What is the Self-discharge of Batteries?

Ⅰ Abstract

In theory, the chemicals within the battery does not react with each other when the battery is not used, and redox reactions only occur when an electrical appliance is connected to the battery.

In real life however, ordinary batteries, including dry batteries (alkaline), will generate electricity due to a chemical reaction inside the battery. In other words, a minuscule amount of the chemical substances inside the batteries reacts even without any connections between the electrodes. Many people regard the circuit as only one of the possible paths that can channel an electron flow to the desired location. There are also things such as degrading electrolyte, leaks and whatsoever, but the most prominent is due to chemical reactions within the cell itself.

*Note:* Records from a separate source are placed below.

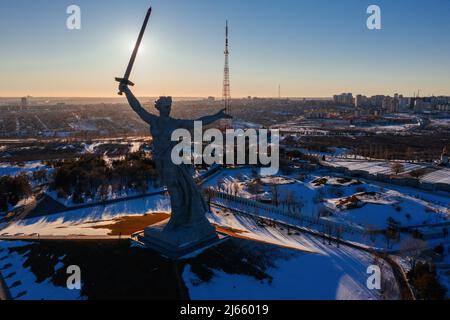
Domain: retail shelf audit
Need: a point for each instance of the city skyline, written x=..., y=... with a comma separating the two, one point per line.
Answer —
x=312, y=48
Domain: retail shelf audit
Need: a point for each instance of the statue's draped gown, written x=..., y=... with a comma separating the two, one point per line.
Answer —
x=188, y=206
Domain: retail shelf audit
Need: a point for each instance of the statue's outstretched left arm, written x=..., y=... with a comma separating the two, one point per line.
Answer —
x=136, y=105
x=189, y=124
x=215, y=117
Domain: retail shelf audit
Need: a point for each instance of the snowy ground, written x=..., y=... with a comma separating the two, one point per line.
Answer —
x=7, y=169
x=110, y=196
x=371, y=167
x=439, y=176
x=328, y=273
x=21, y=280
x=406, y=205
x=84, y=221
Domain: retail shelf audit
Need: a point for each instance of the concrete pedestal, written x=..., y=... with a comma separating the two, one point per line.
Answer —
x=176, y=244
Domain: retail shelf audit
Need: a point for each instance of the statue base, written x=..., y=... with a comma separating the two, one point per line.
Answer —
x=178, y=243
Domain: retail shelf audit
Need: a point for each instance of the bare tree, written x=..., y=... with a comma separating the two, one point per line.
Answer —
x=411, y=249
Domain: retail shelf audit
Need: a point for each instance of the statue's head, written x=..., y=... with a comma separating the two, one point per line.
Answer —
x=164, y=105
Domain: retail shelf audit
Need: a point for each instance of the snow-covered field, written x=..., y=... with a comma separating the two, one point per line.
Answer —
x=371, y=167
x=328, y=273
x=84, y=222
x=7, y=169
x=110, y=196
x=405, y=205
x=23, y=283
x=439, y=176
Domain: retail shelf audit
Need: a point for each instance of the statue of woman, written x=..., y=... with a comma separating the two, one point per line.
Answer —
x=188, y=206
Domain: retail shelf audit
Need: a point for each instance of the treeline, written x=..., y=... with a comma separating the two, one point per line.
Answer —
x=12, y=190
x=425, y=281
x=92, y=177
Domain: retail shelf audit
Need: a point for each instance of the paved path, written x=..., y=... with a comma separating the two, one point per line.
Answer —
x=70, y=237
x=405, y=289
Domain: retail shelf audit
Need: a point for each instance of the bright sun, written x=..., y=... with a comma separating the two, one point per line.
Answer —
x=141, y=47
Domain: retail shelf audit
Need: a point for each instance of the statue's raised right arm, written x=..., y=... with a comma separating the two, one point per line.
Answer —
x=136, y=105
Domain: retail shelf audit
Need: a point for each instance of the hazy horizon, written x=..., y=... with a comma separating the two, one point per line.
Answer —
x=312, y=48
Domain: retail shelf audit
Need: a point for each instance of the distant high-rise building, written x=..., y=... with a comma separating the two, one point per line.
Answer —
x=24, y=102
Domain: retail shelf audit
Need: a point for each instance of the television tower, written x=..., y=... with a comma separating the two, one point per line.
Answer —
x=226, y=94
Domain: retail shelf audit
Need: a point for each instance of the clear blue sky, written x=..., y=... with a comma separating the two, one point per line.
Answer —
x=311, y=47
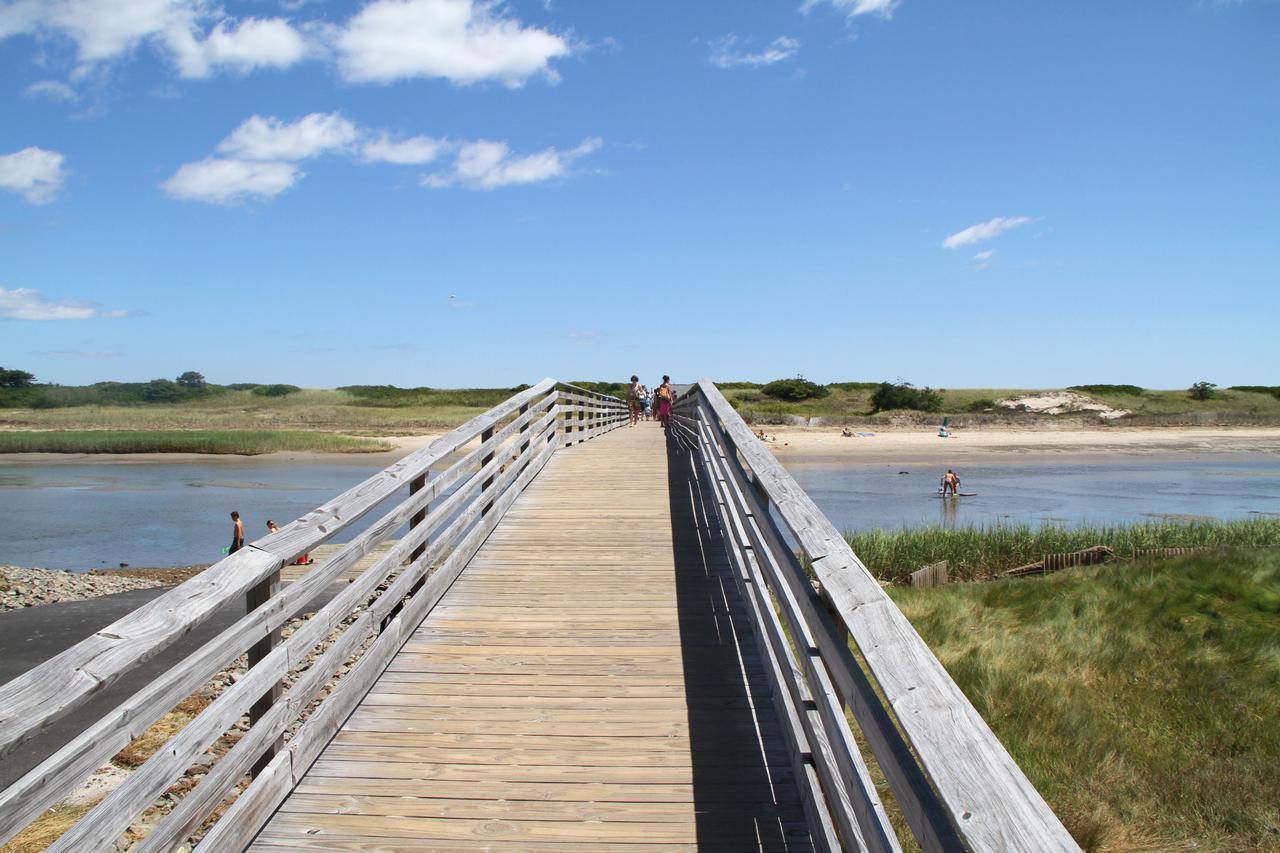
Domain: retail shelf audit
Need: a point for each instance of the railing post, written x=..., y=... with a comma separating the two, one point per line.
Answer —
x=255, y=598
x=484, y=460
x=416, y=486
x=524, y=429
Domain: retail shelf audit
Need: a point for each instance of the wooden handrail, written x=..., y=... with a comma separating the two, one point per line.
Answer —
x=515, y=441
x=956, y=785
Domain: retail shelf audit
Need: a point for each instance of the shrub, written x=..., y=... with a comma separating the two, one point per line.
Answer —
x=275, y=391
x=1202, y=391
x=161, y=391
x=192, y=379
x=853, y=386
x=795, y=389
x=16, y=379
x=904, y=395
x=1133, y=391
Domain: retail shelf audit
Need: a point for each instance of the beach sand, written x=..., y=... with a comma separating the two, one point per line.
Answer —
x=812, y=446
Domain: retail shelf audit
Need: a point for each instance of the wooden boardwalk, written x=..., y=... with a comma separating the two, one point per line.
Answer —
x=590, y=680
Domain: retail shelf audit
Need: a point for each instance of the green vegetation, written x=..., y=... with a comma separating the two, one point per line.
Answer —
x=986, y=551
x=1258, y=389
x=274, y=391
x=243, y=442
x=904, y=395
x=1134, y=391
x=795, y=389
x=1139, y=698
x=1202, y=391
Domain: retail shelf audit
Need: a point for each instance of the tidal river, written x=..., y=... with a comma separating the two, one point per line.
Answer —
x=88, y=515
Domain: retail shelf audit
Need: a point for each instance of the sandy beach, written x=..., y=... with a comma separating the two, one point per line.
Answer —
x=826, y=445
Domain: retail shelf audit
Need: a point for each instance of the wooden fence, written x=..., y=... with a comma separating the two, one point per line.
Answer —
x=951, y=779
x=448, y=514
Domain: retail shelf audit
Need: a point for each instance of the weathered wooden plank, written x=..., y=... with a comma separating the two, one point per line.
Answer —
x=991, y=802
x=237, y=826
x=109, y=819
x=65, y=682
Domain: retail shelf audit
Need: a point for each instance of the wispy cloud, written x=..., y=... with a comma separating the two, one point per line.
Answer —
x=26, y=304
x=726, y=53
x=854, y=8
x=33, y=173
x=462, y=41
x=257, y=159
x=51, y=90
x=487, y=165
x=228, y=182
x=984, y=231
x=269, y=138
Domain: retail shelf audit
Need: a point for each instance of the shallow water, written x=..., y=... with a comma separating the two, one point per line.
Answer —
x=163, y=514
x=860, y=497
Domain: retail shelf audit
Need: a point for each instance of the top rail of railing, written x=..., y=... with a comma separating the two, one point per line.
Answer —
x=954, y=781
x=458, y=487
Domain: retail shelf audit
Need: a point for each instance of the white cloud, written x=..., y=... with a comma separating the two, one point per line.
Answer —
x=53, y=90
x=26, y=304
x=854, y=8
x=35, y=173
x=228, y=182
x=984, y=231
x=462, y=41
x=270, y=138
x=255, y=42
x=411, y=151
x=487, y=165
x=106, y=30
x=726, y=54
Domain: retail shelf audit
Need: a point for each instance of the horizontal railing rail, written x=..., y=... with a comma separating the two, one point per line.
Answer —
x=952, y=781
x=458, y=487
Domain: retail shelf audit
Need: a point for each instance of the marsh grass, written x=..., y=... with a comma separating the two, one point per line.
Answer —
x=979, y=552
x=1139, y=698
x=245, y=442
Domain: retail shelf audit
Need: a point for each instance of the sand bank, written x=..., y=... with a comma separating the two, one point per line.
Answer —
x=826, y=445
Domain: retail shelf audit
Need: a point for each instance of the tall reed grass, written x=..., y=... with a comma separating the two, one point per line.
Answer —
x=245, y=442
x=986, y=551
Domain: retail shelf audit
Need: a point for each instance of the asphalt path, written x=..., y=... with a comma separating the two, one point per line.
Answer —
x=31, y=635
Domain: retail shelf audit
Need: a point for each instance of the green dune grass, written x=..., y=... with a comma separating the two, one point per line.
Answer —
x=987, y=551
x=1141, y=698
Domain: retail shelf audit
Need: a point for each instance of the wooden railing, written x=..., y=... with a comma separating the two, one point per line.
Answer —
x=952, y=781
x=442, y=519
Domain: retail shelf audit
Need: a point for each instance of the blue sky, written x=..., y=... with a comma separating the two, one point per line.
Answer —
x=451, y=194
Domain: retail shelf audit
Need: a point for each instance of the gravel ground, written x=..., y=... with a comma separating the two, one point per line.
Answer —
x=33, y=587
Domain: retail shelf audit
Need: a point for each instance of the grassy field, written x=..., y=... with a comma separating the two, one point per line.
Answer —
x=383, y=410
x=983, y=552
x=243, y=442
x=1139, y=698
x=851, y=402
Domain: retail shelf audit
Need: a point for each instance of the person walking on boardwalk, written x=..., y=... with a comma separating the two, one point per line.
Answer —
x=634, y=400
x=666, y=398
x=237, y=533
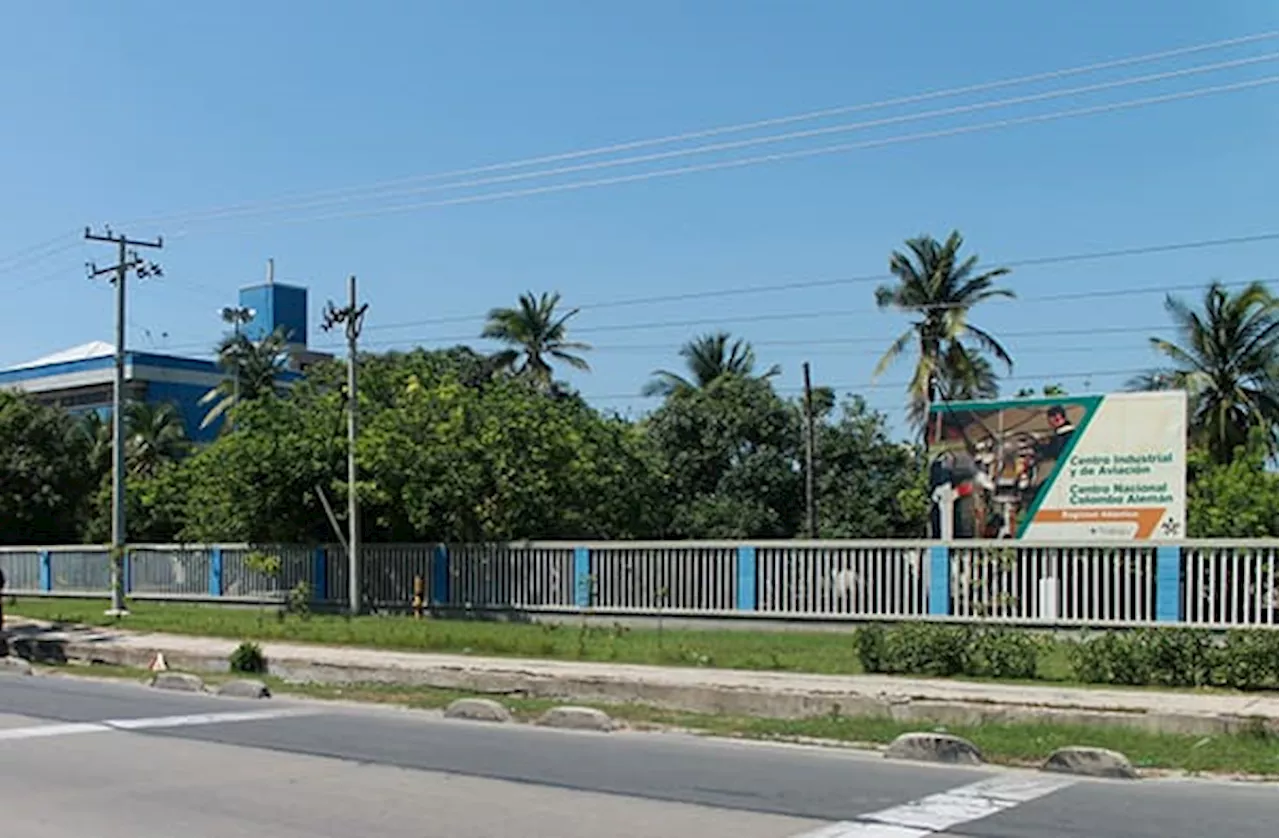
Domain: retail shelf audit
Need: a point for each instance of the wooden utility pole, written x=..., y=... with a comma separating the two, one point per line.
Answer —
x=127, y=260
x=352, y=319
x=810, y=504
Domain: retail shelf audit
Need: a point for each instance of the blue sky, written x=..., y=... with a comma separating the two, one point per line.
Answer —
x=146, y=110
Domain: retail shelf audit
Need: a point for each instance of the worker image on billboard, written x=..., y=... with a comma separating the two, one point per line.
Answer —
x=1091, y=467
x=995, y=462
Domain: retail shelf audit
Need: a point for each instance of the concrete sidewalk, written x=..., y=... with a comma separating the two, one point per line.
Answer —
x=736, y=692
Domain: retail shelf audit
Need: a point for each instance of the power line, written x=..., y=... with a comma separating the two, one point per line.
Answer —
x=888, y=385
x=816, y=315
x=758, y=141
x=876, y=339
x=41, y=255
x=735, y=128
x=790, y=155
x=874, y=278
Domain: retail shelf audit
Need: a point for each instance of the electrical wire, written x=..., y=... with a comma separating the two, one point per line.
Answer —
x=768, y=140
x=890, y=385
x=785, y=155
x=726, y=129
x=874, y=278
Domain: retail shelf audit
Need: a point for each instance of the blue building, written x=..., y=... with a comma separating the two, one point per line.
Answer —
x=81, y=379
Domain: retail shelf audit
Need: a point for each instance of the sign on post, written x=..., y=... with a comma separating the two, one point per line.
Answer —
x=1066, y=468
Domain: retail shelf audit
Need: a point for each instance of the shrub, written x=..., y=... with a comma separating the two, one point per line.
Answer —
x=1249, y=659
x=869, y=644
x=1112, y=656
x=1006, y=653
x=915, y=649
x=248, y=658
x=1176, y=656
x=927, y=649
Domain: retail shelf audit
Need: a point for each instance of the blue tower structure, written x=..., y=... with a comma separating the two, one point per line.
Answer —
x=80, y=379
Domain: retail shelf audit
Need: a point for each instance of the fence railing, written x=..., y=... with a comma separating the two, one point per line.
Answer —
x=1211, y=584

Those internal reactions reduce the stored charge of the battery and thus decrease the capacity of the battery little by little. This phenomenon is called self discharge.

This Video Explains the Lithium Ion Self-discharge

Catalog

Ⅰ Abstract

Ⅱ Why There is Self Discharge?

2.1 Three Important Points

2.2 Physical Factor

2.3 Object Factors

Ⅲ Self Discharge Test

3.1 The Purpose of Testing Self-discharge Rate

3.2 Test Methods

3.3 The Role of Testing Self-discharge

Ⅳ Typical Batteries Self-discharge Analysis

4.1 Li-ion Batteries

4.2 Lead-acid Batteries

4.3 Ni-Cd Batteries

4.4 Ni-MH Batteries

Ⅴ One Question Related to Self Discharge and Going Further

5.1 Question

5.2 Answer


Ⅱ Why There is Self Discharge?

2.1 Three Important Points

1) After the battery is stored for a long time, the sulfuric acid sinks, which cause a potential difference between the upper and lower plates. Because of it, self-discharge is resulting in. The electrolyte overflowing from the battery accumulates on the surface of the battery cover, and the positive and negative polarities form a passage.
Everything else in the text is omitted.